The cost of a pint of beer must rise to up to £20 (~$23) if British pubs are to stay in business this winter, an industry bigwig has said.
UK pubs will only be able to stay in business if customers are forced to pay up to £20 (~$23) a pint, an industry expert has said, begging the government to “start stepping in and doing something”.
Warnings have already abounded about the threat the current energy crisis poses to UK bars and restaurants, with reports indicating that small businesses across the UK are struggling to even sign new energy contracts due to suppliers fearing that their customers simply will not be able to pay up when the time comes.
Such fears do not seem to be at all unfounded, with Tom Stainer, the Chief Executive of real ale campaign group CAMRA, telling the Daily Star tabloid on Sunday that the only way pubs will be able to pay their energy bills this year is by raising the cost of a pint to between £15 to £20 (~$17 to ~$23).
“We’re seeing pubs where their energy costs are going up by not just a little bit — we’re talking 500 per cent to 600 per cent,” Stainer reportedly told the publication, emphasising that his industry was now in a “real crisis”.
“[H]ow much would 500% be on a £5 pint?” he went on to ask. “[Y]ou’re talking ridiculous amounts of money, 15 or 20 quid for a pint.”
Despite such a price rise being financially needed by the industry however, Stainer went on to say that said increase would have been impossible even before the cost of living crisis, and would be outright rejected by would-be customers.
“What you can say with surety is you can’t possibly pass on these energy increases and you can’t increase the pint by 500 per cent,” he said. “You’d be talking about pounds of pounds added on to the average cost per pint — and we already know because we did a survey this summer that more than 50% of the British public now believe the cost of a pint is already unaffordable.”
“It just isn’t viable for pubs to pass [price hikes this big] on to consumers because people wouldn’t come drink at pubs anyway,” he reportedly added.
Stainer went on to conclude that British publicans now require the UK government to step in and address rising costs of energy bills for the industry, saying that without such intervention, the industry would be badly damaged by the ongoing crisis.
Such a call to action echoes that given by others in the pub business last week, with six major players in the industry warning the government that many small businesses simply will not be able to absorb the increased costs.

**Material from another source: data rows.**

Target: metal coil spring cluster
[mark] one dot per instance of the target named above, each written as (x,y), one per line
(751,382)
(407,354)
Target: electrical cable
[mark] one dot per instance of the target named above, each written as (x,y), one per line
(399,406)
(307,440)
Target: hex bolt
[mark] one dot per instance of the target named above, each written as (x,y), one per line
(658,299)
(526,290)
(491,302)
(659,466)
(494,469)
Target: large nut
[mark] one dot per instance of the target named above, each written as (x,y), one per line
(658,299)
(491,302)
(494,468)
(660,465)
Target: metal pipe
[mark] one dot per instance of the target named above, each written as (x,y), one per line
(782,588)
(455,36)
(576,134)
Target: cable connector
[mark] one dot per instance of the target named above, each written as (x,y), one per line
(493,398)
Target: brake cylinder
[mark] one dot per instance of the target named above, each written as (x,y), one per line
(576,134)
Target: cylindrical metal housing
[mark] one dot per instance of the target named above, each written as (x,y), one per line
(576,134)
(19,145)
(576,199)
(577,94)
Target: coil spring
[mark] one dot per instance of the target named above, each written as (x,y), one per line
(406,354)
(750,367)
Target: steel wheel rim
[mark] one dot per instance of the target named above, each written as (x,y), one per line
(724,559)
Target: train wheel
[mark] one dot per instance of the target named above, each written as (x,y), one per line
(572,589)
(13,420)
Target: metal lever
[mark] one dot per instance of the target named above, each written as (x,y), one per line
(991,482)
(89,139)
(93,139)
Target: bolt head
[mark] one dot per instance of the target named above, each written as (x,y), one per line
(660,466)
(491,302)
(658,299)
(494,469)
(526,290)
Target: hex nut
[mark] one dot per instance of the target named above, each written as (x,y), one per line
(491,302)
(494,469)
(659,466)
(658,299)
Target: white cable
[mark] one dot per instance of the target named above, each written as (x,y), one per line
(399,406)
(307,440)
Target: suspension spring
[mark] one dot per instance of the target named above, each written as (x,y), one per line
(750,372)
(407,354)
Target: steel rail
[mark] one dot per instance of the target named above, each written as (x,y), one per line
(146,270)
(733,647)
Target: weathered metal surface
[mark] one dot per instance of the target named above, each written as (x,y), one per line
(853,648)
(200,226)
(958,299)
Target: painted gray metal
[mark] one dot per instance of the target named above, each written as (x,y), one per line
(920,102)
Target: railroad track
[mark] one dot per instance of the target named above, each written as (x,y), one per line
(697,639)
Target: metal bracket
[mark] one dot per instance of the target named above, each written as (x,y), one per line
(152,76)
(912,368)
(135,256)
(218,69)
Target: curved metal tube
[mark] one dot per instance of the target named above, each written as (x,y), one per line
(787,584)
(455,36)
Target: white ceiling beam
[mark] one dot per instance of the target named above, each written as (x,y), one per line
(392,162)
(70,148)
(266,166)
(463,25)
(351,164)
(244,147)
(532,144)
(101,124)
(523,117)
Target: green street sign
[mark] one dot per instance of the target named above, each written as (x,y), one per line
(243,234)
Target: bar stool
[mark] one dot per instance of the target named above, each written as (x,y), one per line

“While the government has introduced measures to help households cope with this spike in prices, businesses are having to face this alone, and it is only going to get worse come the autumn,” one chief executive, Nick Mackenzie of the Greene King group, reportedly said.
“Without immediate government intervention to support the sector, we could face the prospect of pubs being unable to pay their bills, jobs being lost and beloved locals across the country forced to close their doors,” he went on to say.
Pubs are not the only traditional British industry that has been put under existential threat by energy bills, with the likes of traditional fish and chip shops also seen as facing “extinction” due to the increasing cost of energy, as well as raw materials needed to make the traditional dish.
Other industries are also feeling the pinch as well, with many energy providers even refusing to issue contracts to new business customers for fear that they will go under before having the chance to pay the companies back.
Small to medium enterprises who are lucky enough to be offered a new contract meanwhile are being expected to pay large lump sums up front, up to the tune of £10,000 (~$12,000), as insurance to make sure the energy companies get their cut.